The restriction of "no more than 10 people once every 2 weeks" is clearly unconstitutional as violative of protesters' 1st Amendment right to free speech and association, and it is a matter of time when a lawsuit challenging it will be filed, but that is not the point as applied to Tony Pacherille's case.

In Tony Pacherille's case, there is no indication that the City of Oneonta had such an ordinance, and without such an ordinance, the local police had no right to prohibit a demonstration by Tony Pacherille outside of Judge Burns' home.

See also how a demonstration outside a public official's residence was handled in California.

Here is a report with an included video of a protest outside the residence of the City of Los Angeles this past summer.  The police controlled the crowd when the mayor tried to sneak out of the residence through the back door and was confronted by the demonstrators, but the demonstration was not dispersed by the police and was allowed to proceed.

In this country, there are cases decided by the U.S. Supreme Court dedicated to the 1st Amendment freedom of speech and association that will make your blood boil.

They seem to be grossly unfair to the victims of offensive expression.

Yet, the U.S. Supreme Court doggedly supported freedom of speech over hurt feelings, even in situations where the speech was grossly, extremely offensive.  The U.S. Supreme Court's message was always - that those who were offended should simply look the other way, because the core of speech is protected content, political expression.

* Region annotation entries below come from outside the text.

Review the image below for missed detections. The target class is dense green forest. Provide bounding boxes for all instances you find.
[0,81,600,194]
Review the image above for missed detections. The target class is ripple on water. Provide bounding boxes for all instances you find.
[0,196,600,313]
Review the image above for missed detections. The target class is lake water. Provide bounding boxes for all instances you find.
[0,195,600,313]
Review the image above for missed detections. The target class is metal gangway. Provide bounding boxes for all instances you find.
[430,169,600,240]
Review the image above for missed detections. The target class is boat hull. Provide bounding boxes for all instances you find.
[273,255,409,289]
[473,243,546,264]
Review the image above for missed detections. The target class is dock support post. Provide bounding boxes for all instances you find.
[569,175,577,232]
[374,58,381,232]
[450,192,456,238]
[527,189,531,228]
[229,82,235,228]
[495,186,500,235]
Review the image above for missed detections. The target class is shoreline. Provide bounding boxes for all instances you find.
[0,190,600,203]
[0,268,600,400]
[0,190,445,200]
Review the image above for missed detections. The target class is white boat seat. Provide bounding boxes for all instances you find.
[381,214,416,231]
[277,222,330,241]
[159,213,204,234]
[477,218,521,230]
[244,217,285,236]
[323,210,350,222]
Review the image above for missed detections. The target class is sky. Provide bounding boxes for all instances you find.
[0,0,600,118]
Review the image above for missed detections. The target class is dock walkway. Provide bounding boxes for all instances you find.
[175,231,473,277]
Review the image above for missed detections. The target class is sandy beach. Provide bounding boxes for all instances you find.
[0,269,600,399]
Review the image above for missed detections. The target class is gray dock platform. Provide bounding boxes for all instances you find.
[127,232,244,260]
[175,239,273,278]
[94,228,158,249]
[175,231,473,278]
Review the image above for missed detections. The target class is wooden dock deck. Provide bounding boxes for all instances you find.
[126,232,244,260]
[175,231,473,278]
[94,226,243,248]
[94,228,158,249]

With the determination to protect the constitutional freedom of speech and assembly, the U.S. Supreme Court:

  1. disregarded the feelings of Holocaust survivors and their families by allowing a march of "national socialists" (fascists) through their town;
  2. disregarded the feelings of African Americans as to the history of lynching by repeatedly striking down criminal statutes for cross-burning in front of residences of African Americans, see here and here;
  3. disregarded the feelings of mourners of fallen soldiers who died protecting this country who were confronted with hateful speech right at their loved one's funerals.

If SUCH feelings under SUCH circumstances were disregarded on 1st Amendment grounds, the mere displeasure of a judge and his wife as to a picket on a public sidewalk in front of the judge's residence, where there were no safety issues involved whatsoever (Tony Pacherille verified the address, Judge Burns' wife told him to leave, he left, the Chief of Police called, Tony Pacherille said he will not come TO the residence again, meaning on the judge's property).  

Tony Pacherille could still walk the public street where the Judge's house was located.  As a taxpayer, Tony Pacherille was paying for upkeep of that street and was entitled to walk it.

There is nothing more protected as political protest in front of a residence of a public official.  

To any reasonable observer, it would be clear that Holocaust survivors would feel threatened by a march of fascists through their town.

To any reasonable observer, it would be clear that an African American family would be more than alarmed and threatened by a burning cross on their lawn - and, by the way, their lawn was PRIVATE property, so a trespass was involved, too.

Here, Tony Pacherille planned a peaceful picketing outside a judge's residence on a public sidewalk.

If there are no safety issues involved - and in Tony Pacherille's case there were none, as the criminal court subsequently concluded - such a protest should have been allowed.

So, restrictions imposed on Tony Pacherille's right to demonstrate in front of Judge Burns' home were clearly unconstitutional, and imposing such restrictions was abuse of power - both on the side of the police and city authorities, and on behalf of Judge Burns who sought such restrictions, knowing (as a judge who was sworn to protect the U.S. Constitution) that such restrictions are in violation of the 1st Amendment right to free speech and free association.